Philippines probes death of rare eagle released in wild

MANILA - Wildlife authorities said Saturday they are investigating the death of a rare Philippine eagle, one of the world's largest and most endangered raptors, shortly after it was captured by a local resident.

The carcass of the giant bird, belonging to a species that is threatened with extinction, was recovered from a resident of Gingoog city on the southern island of Mindanao, the Philippine Eagle Foundation said.

It had only been released into the wild by conservationists two months earlier.

"Minalwang (the name given to the bird by the foundation) was captured. The bird died of infection that had been aggravated by its captivity," the foundation's communications officer Beauxy Auxtero told AFP.

She would not discuss the cause of the infection, nor comment on a statement by a government wildlife official that the eagle, a juvenile male, had been shot to death.

Auxtero said the Gingoog resident who had captured the bird had not been placed under arrest.

The bird had two bullet wounds, Josie de Leon, wildlife resources division chief of the environment department's Protected Areas and Wildlife Bureau, told AFP earlier Saturday.

Killing endangered species in the Philippines is punishable by a 12-year prison term and stiff fines, she added.

"Our people are gathering information on who might have killed it," de Leon said.

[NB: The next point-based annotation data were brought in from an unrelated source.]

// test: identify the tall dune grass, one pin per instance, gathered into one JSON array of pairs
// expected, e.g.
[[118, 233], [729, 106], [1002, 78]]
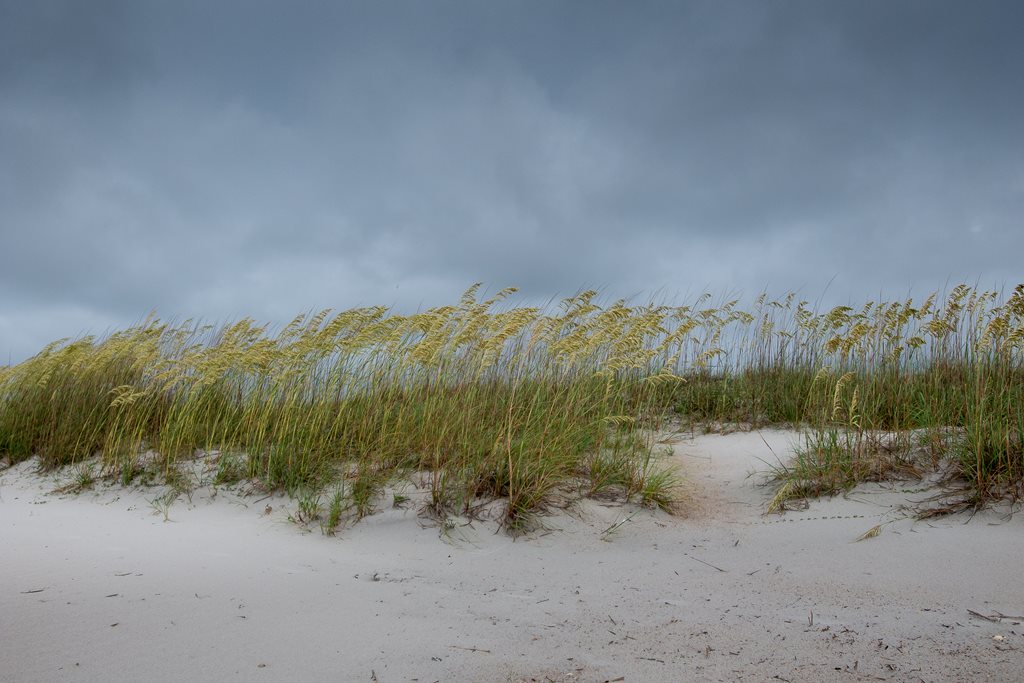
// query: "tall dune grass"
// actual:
[[495, 400]]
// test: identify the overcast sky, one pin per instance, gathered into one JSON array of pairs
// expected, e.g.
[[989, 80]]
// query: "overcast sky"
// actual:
[[229, 159]]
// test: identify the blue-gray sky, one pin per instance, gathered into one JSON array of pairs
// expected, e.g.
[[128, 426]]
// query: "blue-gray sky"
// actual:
[[229, 159]]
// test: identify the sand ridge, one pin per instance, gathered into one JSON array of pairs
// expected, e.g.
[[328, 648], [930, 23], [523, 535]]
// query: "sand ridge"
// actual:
[[99, 588]]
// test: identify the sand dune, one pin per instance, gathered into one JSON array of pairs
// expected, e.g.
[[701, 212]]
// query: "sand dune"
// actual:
[[99, 587]]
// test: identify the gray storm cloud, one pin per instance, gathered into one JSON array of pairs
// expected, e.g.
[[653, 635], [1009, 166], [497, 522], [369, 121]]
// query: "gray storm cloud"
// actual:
[[261, 159]]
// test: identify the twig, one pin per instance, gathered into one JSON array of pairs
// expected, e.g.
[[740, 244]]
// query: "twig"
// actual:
[[708, 563], [470, 649]]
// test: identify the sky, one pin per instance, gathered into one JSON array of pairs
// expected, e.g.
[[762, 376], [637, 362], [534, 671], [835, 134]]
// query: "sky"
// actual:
[[228, 159]]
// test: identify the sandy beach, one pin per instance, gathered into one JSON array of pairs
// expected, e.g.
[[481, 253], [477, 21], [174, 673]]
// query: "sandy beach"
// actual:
[[102, 586]]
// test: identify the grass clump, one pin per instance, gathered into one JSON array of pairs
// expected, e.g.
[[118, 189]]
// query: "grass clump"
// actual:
[[488, 400]]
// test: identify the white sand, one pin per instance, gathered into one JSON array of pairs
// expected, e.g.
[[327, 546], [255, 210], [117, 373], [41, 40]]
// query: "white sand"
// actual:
[[99, 588]]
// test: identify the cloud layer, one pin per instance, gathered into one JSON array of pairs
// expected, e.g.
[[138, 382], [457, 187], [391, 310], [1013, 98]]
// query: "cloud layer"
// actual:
[[260, 159]]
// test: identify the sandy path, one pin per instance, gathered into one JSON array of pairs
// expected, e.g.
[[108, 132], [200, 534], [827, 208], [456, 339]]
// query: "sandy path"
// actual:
[[98, 588]]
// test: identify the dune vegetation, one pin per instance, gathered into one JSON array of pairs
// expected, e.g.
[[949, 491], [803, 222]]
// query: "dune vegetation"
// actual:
[[485, 399]]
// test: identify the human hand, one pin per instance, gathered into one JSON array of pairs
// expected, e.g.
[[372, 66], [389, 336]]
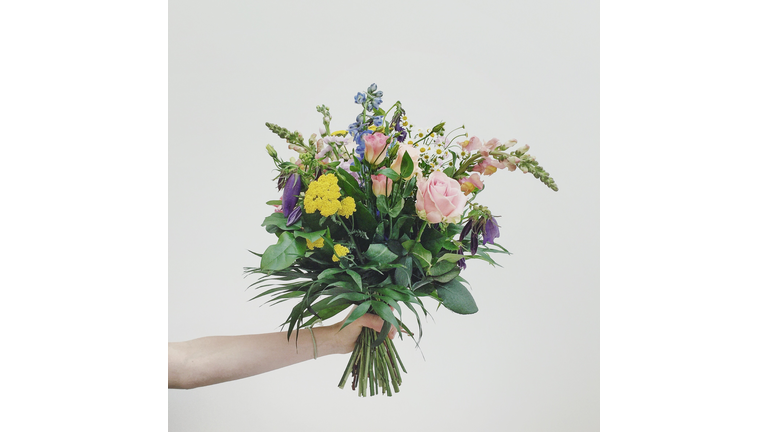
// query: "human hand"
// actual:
[[344, 339]]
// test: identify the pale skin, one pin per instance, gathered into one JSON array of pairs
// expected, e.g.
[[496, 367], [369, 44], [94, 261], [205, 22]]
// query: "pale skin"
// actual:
[[216, 359]]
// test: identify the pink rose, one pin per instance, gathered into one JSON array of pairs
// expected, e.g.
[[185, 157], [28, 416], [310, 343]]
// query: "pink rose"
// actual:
[[471, 183], [413, 153], [382, 185], [439, 199], [375, 148]]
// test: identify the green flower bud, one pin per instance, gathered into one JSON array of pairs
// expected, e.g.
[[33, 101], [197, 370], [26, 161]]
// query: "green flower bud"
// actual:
[[271, 150]]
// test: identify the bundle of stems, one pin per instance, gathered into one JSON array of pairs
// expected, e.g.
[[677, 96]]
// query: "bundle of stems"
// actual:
[[373, 367]]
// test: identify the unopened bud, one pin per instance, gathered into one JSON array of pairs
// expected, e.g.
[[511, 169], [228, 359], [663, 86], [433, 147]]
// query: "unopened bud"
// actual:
[[271, 150], [296, 148]]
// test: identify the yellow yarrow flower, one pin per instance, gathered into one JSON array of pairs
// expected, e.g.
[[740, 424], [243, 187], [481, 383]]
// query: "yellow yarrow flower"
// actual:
[[315, 244], [347, 207], [323, 194], [339, 251]]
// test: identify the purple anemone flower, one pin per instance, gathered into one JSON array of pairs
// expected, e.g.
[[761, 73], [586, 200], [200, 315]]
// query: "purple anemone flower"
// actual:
[[294, 216], [291, 193], [490, 230]]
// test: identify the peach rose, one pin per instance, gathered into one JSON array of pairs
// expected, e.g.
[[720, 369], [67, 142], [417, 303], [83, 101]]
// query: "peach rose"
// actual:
[[439, 199], [375, 148], [382, 185]]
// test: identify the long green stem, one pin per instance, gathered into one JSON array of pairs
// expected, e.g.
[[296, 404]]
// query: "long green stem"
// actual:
[[373, 370]]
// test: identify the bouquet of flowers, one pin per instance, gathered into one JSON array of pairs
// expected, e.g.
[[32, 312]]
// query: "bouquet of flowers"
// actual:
[[381, 215]]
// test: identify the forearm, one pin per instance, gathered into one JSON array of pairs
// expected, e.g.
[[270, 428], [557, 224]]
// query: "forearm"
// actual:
[[216, 359]]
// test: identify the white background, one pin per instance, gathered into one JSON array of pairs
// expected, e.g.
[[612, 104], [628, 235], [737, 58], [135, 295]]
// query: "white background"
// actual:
[[527, 70], [86, 238]]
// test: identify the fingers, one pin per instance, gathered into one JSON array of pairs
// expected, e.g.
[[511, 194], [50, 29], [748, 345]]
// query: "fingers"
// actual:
[[376, 323]]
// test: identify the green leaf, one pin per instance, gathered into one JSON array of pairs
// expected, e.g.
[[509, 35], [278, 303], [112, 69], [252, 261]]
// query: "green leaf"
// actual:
[[277, 219], [390, 173], [382, 334], [397, 208], [349, 185], [328, 273], [356, 277], [448, 276], [453, 258], [406, 166], [456, 297], [357, 313], [364, 219], [382, 309], [311, 236], [284, 253], [422, 255], [441, 267], [381, 204], [380, 253]]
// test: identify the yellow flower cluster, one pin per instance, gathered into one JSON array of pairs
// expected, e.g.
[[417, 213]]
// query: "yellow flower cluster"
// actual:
[[323, 194], [339, 251], [316, 244]]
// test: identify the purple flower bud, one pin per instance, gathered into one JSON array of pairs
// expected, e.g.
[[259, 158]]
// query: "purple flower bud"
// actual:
[[490, 230], [462, 262], [466, 229], [294, 216], [473, 244], [291, 193]]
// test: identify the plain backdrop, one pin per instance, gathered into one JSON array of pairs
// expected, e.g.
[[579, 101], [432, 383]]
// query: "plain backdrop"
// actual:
[[529, 359]]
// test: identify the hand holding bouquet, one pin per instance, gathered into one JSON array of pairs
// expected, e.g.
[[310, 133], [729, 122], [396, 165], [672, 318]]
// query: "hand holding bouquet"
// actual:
[[380, 216]]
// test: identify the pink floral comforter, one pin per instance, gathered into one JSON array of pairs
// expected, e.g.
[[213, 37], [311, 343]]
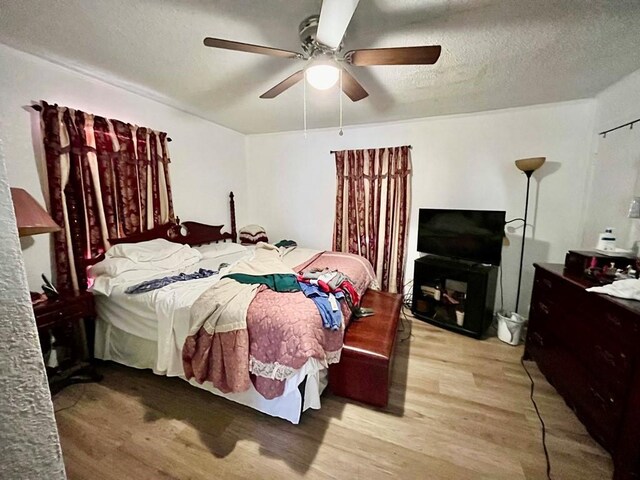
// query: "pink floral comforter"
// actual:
[[284, 330]]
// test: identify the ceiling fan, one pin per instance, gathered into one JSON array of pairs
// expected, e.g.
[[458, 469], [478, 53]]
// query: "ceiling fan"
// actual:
[[321, 39]]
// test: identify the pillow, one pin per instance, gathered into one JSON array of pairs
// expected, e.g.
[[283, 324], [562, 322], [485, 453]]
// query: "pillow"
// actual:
[[148, 251], [213, 250], [252, 229], [112, 272]]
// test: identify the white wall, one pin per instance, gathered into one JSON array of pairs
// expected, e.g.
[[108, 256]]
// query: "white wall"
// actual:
[[615, 168], [208, 161], [29, 444], [463, 161]]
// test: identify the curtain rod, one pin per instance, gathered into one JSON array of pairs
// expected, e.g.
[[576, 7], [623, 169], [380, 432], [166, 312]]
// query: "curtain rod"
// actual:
[[38, 108], [334, 151], [628, 124]]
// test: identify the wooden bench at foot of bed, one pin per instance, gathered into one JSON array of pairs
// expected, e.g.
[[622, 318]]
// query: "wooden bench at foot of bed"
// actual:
[[364, 371]]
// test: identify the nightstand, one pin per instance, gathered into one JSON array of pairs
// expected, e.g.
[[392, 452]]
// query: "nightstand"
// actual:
[[62, 326]]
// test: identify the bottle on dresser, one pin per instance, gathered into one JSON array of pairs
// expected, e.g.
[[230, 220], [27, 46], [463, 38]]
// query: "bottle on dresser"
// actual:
[[607, 240]]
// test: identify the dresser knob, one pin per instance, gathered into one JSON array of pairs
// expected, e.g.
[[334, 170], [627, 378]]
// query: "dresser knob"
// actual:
[[544, 308], [607, 356], [613, 319]]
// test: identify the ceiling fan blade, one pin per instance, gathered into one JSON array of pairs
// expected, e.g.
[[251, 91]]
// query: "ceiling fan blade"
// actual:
[[248, 47], [335, 16], [394, 56], [352, 88], [288, 82]]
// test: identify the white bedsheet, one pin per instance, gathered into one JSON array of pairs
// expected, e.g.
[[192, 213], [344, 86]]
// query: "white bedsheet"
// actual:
[[161, 317]]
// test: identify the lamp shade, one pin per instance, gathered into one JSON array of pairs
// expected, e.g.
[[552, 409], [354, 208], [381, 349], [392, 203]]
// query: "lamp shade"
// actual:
[[31, 218], [530, 164]]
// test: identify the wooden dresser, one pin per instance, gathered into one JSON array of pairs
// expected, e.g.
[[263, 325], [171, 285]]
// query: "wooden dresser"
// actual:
[[588, 347]]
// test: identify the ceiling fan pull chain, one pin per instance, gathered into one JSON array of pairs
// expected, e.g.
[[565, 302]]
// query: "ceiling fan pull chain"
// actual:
[[340, 96], [304, 105]]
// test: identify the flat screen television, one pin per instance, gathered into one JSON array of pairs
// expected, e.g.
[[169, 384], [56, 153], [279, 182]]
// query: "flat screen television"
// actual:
[[473, 235]]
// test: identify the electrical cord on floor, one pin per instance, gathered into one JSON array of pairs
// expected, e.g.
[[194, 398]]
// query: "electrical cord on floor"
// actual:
[[403, 327], [405, 323], [544, 428], [74, 403]]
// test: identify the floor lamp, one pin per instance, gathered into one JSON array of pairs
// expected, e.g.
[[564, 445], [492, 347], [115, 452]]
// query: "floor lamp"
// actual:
[[528, 166]]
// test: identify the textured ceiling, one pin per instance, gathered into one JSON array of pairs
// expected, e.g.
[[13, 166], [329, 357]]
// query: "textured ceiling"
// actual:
[[496, 54]]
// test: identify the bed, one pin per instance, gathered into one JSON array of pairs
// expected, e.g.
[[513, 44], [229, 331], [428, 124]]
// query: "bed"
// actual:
[[276, 365]]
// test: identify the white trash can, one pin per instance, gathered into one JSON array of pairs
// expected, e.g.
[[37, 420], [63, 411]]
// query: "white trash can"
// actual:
[[510, 327]]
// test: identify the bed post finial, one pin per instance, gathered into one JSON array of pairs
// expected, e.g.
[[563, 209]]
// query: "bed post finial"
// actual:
[[232, 208]]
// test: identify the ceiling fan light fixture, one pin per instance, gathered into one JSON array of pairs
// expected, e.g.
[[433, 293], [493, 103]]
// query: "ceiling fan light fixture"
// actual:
[[322, 75]]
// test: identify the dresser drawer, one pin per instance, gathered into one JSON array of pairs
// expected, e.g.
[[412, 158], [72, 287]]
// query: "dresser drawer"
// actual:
[[65, 310], [606, 355], [610, 318]]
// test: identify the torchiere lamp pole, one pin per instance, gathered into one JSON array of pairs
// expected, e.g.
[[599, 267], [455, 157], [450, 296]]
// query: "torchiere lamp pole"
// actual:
[[528, 166]]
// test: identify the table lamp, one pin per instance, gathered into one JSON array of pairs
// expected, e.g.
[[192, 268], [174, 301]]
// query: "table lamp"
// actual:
[[32, 219]]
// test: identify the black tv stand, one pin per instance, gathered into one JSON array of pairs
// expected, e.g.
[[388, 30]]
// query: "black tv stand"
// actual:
[[454, 294]]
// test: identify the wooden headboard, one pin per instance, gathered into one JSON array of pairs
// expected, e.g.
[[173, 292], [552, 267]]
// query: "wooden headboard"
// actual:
[[190, 233]]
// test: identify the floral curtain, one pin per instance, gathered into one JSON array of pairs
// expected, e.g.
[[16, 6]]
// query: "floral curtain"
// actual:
[[107, 179], [372, 209]]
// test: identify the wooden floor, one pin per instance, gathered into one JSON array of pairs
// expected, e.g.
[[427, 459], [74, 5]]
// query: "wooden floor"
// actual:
[[459, 409]]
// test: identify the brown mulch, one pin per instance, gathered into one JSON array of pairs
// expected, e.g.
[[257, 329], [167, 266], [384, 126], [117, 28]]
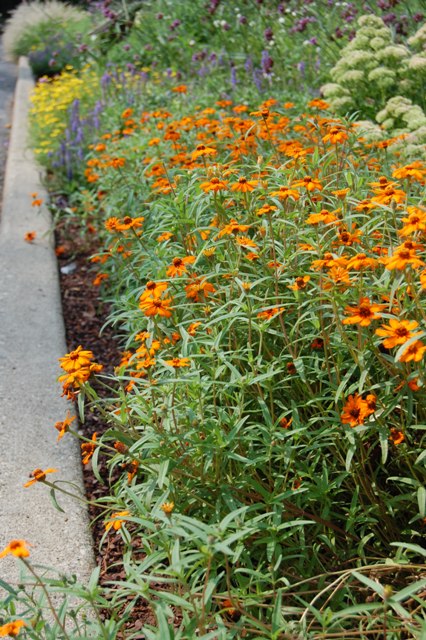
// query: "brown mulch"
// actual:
[[84, 317]]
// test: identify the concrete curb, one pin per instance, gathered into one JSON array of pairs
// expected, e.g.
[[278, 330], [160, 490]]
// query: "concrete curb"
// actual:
[[32, 338]]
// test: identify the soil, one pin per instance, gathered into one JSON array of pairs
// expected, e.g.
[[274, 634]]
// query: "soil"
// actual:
[[84, 317]]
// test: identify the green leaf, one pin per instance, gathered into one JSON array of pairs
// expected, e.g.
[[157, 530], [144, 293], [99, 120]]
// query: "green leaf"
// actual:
[[375, 586], [55, 501], [421, 499]]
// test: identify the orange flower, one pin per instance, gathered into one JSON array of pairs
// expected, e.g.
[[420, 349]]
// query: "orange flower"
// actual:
[[166, 235], [267, 209], [336, 135], [167, 507], [286, 192], [99, 279], [355, 411], [317, 103], [215, 184], [414, 352], [117, 520], [130, 223], [30, 236], [416, 221], [285, 423], [112, 224], [365, 206], [88, 449], [364, 313], [341, 193], [132, 469], [198, 286], [38, 475], [310, 184], [396, 436], [361, 261], [153, 290], [178, 266], [192, 329], [232, 229], [156, 307], [270, 313], [388, 195], [243, 185], [327, 217], [300, 283], [349, 238], [247, 243], [202, 151], [63, 426], [17, 548], [415, 170], [12, 629], [75, 360], [402, 258], [338, 276], [178, 362], [397, 332]]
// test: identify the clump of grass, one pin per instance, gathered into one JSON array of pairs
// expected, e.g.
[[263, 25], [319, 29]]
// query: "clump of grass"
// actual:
[[49, 33]]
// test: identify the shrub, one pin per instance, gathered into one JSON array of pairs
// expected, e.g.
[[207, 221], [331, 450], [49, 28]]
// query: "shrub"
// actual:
[[373, 68], [51, 34]]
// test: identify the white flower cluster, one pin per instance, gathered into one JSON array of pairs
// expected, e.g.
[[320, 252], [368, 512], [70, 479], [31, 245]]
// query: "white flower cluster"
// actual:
[[27, 16], [371, 66], [371, 71], [403, 118]]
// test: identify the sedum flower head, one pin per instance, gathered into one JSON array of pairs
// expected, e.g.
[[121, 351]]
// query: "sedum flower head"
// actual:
[[418, 40], [417, 63]]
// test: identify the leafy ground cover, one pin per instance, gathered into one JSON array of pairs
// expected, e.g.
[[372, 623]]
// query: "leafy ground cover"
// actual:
[[263, 261]]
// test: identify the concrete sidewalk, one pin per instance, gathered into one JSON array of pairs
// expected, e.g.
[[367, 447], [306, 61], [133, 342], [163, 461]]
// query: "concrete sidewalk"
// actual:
[[31, 341]]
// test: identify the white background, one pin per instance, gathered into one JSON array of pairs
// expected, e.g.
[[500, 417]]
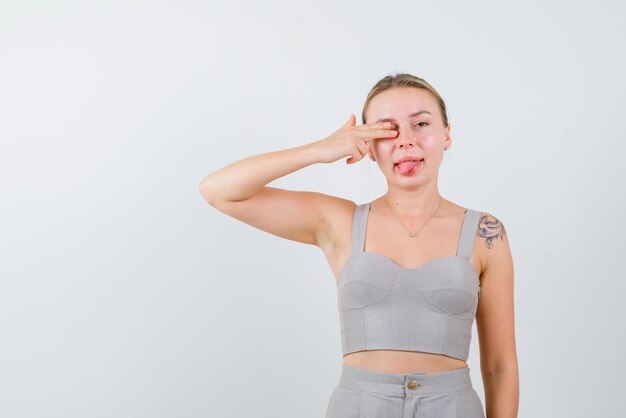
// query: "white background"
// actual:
[[124, 294]]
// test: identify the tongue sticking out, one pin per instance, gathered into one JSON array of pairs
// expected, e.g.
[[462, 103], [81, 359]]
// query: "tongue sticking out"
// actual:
[[406, 166]]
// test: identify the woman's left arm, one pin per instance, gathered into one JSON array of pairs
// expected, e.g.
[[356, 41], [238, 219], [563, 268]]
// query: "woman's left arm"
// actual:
[[495, 321]]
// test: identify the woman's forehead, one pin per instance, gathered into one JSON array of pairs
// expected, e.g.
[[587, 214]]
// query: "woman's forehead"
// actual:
[[401, 103]]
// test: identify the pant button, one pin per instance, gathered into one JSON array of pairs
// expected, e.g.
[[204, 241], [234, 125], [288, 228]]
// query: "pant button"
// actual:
[[412, 385]]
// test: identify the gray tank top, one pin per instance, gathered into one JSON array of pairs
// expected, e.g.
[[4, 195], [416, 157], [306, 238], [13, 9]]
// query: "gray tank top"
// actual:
[[430, 308]]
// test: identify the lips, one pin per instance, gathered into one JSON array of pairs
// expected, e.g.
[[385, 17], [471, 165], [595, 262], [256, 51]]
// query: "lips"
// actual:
[[408, 158], [407, 166]]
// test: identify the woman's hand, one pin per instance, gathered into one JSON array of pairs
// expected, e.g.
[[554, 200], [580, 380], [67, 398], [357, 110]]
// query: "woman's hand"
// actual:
[[349, 141]]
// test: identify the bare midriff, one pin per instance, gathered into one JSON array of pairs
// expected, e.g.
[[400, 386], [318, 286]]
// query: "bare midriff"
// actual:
[[397, 361]]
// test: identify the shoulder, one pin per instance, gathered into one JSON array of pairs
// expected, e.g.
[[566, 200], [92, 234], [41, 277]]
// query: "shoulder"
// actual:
[[492, 241], [337, 215]]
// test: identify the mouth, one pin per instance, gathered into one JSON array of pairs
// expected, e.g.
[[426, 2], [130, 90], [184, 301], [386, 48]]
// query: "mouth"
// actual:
[[409, 166]]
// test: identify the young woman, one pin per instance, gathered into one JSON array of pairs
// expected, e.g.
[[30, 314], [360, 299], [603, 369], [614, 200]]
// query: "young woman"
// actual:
[[413, 269]]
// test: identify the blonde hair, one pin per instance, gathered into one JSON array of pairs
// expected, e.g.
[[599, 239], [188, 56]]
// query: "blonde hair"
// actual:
[[405, 80]]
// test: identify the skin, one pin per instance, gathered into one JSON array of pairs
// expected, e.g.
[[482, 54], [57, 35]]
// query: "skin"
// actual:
[[240, 190]]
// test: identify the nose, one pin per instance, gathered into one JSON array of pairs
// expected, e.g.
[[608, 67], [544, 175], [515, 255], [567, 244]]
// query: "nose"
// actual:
[[405, 138]]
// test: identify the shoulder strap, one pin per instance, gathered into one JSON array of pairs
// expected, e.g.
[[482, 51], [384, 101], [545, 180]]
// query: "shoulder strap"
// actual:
[[468, 233], [358, 227]]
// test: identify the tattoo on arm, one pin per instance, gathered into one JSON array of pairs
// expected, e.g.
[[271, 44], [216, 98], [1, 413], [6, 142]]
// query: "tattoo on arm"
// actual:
[[491, 229]]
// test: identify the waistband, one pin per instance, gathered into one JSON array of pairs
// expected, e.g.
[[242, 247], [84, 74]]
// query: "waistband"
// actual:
[[414, 383]]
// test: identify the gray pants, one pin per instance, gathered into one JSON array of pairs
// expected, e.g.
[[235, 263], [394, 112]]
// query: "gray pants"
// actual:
[[365, 393]]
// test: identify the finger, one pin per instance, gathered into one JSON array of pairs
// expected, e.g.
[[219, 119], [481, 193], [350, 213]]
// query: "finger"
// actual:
[[379, 133], [379, 125]]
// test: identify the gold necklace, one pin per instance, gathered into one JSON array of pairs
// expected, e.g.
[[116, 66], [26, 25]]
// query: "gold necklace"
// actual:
[[413, 234]]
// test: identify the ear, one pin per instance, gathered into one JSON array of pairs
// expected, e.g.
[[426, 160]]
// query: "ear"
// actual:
[[447, 138]]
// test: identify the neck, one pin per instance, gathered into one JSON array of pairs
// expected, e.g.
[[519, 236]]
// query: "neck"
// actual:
[[414, 202]]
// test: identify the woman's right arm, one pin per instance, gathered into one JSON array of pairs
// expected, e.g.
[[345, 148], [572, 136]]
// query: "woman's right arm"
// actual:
[[239, 189]]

The young male was believed to be less than a year old when it was captured for the first time by another Gingoog resident in 2011, Auxtero said.

The foundation, a non-government outfit based in the Mindanao city of Davao, retrieved the bird from the resident and nursed it back to health.

The bird was fitted with a radio transmitter and let go at the Mount Balatukan natural park near Gingoog two months ago, the fifth Philippine eagle rescued by the foundation and released back into the wild, said Auxtero.

The Philippine eagle, found only on four of the Philippines' largest islands but mostly on Mindanao, grows to a metre (3.3 feet) with a two-metre wingspan.

Famed for its elongated nape feathers that form into a shaggy crest, it is considered "critically endangered" by the Swiss-based International Union for the Conservation of Nature.

The group says there could be as few as 250 individuals left in the wild due to the depletion of its tropical rainforest habitat and hunting.

A Mindanao farmer was arrested in 2008 after he confessed to shooting and eating another male Philippine eagle.

The bird, named Kagsabua, had been released on Mount Kitanglad just four months earlier by the foundation after it was shot and and wounded by game hunters at the Kitanglad range.

Five years later, the case is still on trial but the suspect is temporarily out of jail after posting a 100,000-peso ($2,322) bail, de Leon said.